Impeachment e golpe

O presidente Lula trouxe à baila o assunto ?golpe?. Seria a tentativa das oposições, ou de segmentos dela, propor o impeachment do chefe da nação. Vale nessa democracia em processo de consolidação o debate sobre o tema. E que fique no plano teórico, salvo surjam efetivos indícios de que se tenta interromper o mandato presidencial, o que preferimos acreditar não ocorrerá. Esse debate tem importância porque o esclarecimento da nação contribui para a consolidação democrática, já que é dela que o sistema nasce, via eleições que geram os mandatos políticos.

O voto pode ser comparado com o instrumento de mandato, vulgarmente conhecido como procuração. Aquele documento em que uma ou mais pessoas delegam poderes a outra ou outras. As procurações se traduzem por esses instrumentos de mandato ou documentos que as explicitam. As mais comuns são as procurações que se outorgam a advogados.

O voto é um instrumento de mandato e é através dele que se elegem chefes de executivos e parlamentares. O voto não é um salvo-conduto através do qual o mandatário pode fazer o que bem entenda e pelo tempo que quiser. Na democracia, ele terá de cingir-se aos limites constitucionais e legais. E, quando no exercício de mandato executivo, atentar para a harmonia e independência dos poderes. Assim, Executivo, Legislativo e Judiciário são independentes e a harmonia se dá pela obediência às leis que são elaboradas e aprovadas pelo Legislativo e fiscalizadas pelo Judiciário. Pode-se dizer que o principal dos poderes é o Legislativo, pois é ele que faz as leis, fiscaliza o Executivo e aprova o orçamento, dentre outras funções da maior relevância. O Judiciário tem o papel essencial de dirimir questões que se apresentem, inclusive entre pessoas físicas e jurídicas, públicas ou privadas.

Entendido que o eleito, mandatário, não pode tudo, obrigando-se aos limites da procuração que o povo lhe outorgou via eleições, é indiscutível que quando um chefe de Executivo age ilegal e exorbitantemente, pode ter o seu mandato interrompido. Aí, o instrumento constitucional e indubitavelmente democrático é o impeachment, que interrompe seu mandato.

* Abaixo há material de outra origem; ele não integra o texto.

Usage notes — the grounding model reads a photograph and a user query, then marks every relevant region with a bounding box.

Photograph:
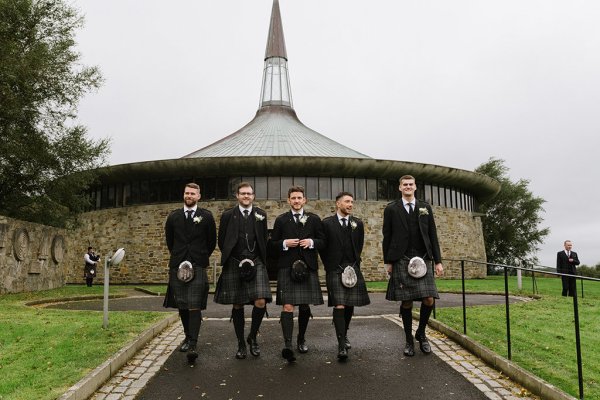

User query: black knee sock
[417,303,433,335]
[179,309,190,339]
[400,306,413,343]
[280,311,294,346]
[250,306,266,338]
[189,310,202,346]
[344,306,354,333]
[298,304,312,338]
[333,308,346,344]
[231,308,245,343]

Não existisse o impeachment, o mandato seria uma procuração assinada em branco, para que o mandatário fizesse o que bem entendesse. Assim, não se há de confundir o impeachment com o golpe, que é a tomada do poder pela força, seja ele dado por quem já exerce o mandato, quando se atribui arbitrariamente poderes que não lhe foram delegados e nem a Carta Magna ou as leis legitimam, ou por grupos que estão fora do poder. Em geral, os chefes de Executivo golpistas fecham ou intervêm no Legislativo e no Judiciário. Os que dão golpes de Estado estando fora dos cargos executivos, usam em geral a força das armas ou seu respaldo. Já tivemos no Brasil os dois tipos de golpe. Getúlio Vargas, por exemplo, deu um golpe de Estado quando estava na Presidência da República. Grupos políticos civis e as forças armadas derrubaram João Goulart da Presidência, em abril de 1964, e instalaram um regime de força que durou duas décadas.

O impeachment é, pois, o inverso do golpe. É da essência da democracia, pois funciona como instrumento legal para impedir o abuso no exercício do poder. Não admiti-lo, isto sim, é golpe!